Against Mock-Stoic Muggers

Many of the people who are angry at or even hate Mr. Bush have very good reasons, and they are not making arguments for anger but are making impassioned arguments against an abominable and awful administration. If those arguments put off many “moderates” and the like, it is because our political culture has almost certainly become too pathetically nice and has been completely sapped of the kind of vigour that once made politics the sort of rough-and-tumble affair in which decent men would not have wanted women to participate because of its harshness.

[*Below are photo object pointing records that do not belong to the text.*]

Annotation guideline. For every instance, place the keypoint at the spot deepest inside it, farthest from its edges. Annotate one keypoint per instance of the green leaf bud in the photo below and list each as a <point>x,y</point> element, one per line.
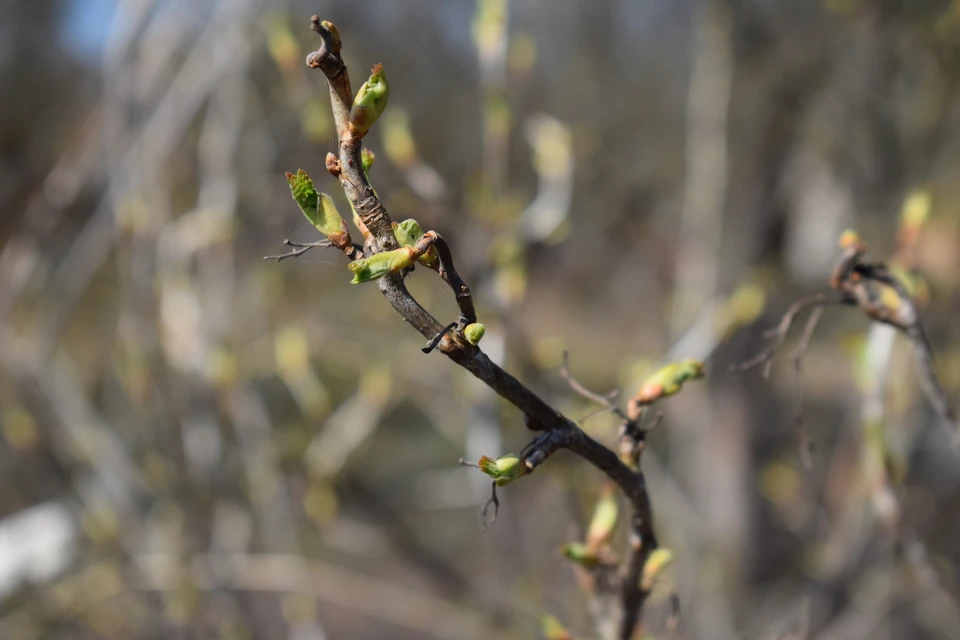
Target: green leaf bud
<point>656,563</point>
<point>474,332</point>
<point>580,554</point>
<point>366,161</point>
<point>668,380</point>
<point>504,469</point>
<point>604,519</point>
<point>334,35</point>
<point>407,234</point>
<point>380,264</point>
<point>552,629</point>
<point>318,208</point>
<point>370,101</point>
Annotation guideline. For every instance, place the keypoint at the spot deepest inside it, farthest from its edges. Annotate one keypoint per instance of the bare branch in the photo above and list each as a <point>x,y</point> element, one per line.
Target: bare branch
<point>302,248</point>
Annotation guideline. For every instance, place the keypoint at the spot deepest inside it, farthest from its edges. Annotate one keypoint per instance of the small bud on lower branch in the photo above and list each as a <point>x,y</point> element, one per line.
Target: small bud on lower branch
<point>581,554</point>
<point>366,161</point>
<point>604,520</point>
<point>851,238</point>
<point>334,36</point>
<point>656,563</point>
<point>380,264</point>
<point>370,102</point>
<point>552,629</point>
<point>407,234</point>
<point>668,381</point>
<point>474,332</point>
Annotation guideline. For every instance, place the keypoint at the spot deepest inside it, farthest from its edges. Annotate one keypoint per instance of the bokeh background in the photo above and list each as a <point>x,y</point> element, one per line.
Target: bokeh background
<point>198,443</point>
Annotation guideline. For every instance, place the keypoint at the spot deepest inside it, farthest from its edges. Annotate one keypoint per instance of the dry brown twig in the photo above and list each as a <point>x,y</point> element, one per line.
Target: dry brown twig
<point>860,285</point>
<point>558,432</point>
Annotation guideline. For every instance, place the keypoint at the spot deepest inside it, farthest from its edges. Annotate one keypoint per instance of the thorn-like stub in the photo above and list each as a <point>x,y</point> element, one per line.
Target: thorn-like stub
<point>333,165</point>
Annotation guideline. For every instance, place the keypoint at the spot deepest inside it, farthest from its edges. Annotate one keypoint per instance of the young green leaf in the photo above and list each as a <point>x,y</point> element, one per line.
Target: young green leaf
<point>380,264</point>
<point>370,102</point>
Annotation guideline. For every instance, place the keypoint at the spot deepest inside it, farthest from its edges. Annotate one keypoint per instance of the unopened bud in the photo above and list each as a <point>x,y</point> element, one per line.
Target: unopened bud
<point>604,519</point>
<point>552,629</point>
<point>370,102</point>
<point>334,35</point>
<point>504,469</point>
<point>668,380</point>
<point>407,234</point>
<point>580,554</point>
<point>318,208</point>
<point>849,238</point>
<point>656,563</point>
<point>366,161</point>
<point>380,264</point>
<point>474,332</point>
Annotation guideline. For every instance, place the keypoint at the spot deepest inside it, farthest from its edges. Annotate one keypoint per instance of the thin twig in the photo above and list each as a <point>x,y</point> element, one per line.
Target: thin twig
<point>778,334</point>
<point>302,248</point>
<point>605,401</point>
<point>804,443</point>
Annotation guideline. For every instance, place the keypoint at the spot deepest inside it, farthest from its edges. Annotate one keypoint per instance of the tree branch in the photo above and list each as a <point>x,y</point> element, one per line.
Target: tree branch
<point>560,432</point>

Nowadays we have the ludicrous Speaker of the House having photo-ops of children holding the Speaker’s gavel and the President talking about how much he cares about this or that suffering group. The endless appeals to bipartisanship, the constant flow of saccharine rhetoric and the nauseatingly cheerful ranks of professional politicians tell me that our political culture is so far from being flooded with anger that it isn’t even funny. For those who, like Mr. Wood, think we live in an age of considerable political anger and fear its culturally destructive effects, I will point them to the bizarre enthusiasm for Barack Obama, who always offers the sickening “let’s bring people together” pap and embodies the tiresome ”I understand your valid concerns” style of disingenuous politicking. [...] Personally, I regard this treacly, meaningless kind of political appeal as a far more serious threat to the quality of our political discourse than legions of bitter Kossacks shouting themselves hoarse with contempt for the GOP. The Kossacks and the like may not have much to say, but they do say something. Politicians operating in the Obama style have nothing to say and actually seem proud that they deal in such empty banter.
Daniel Larison

On occasion I wonder what Ambrose Bierce, author of The Devil's Dictionary, would deride in modern life were he expanding his lexicon today. My favored entry for "extremist" runs:

"Extremist: a person disdained by major political and media figures."

Prompted by the above attack on mock-stoic muggers, I invent another entry:

"Angry Man: Person whose face cannot display an airbrushed smile for the television cameras."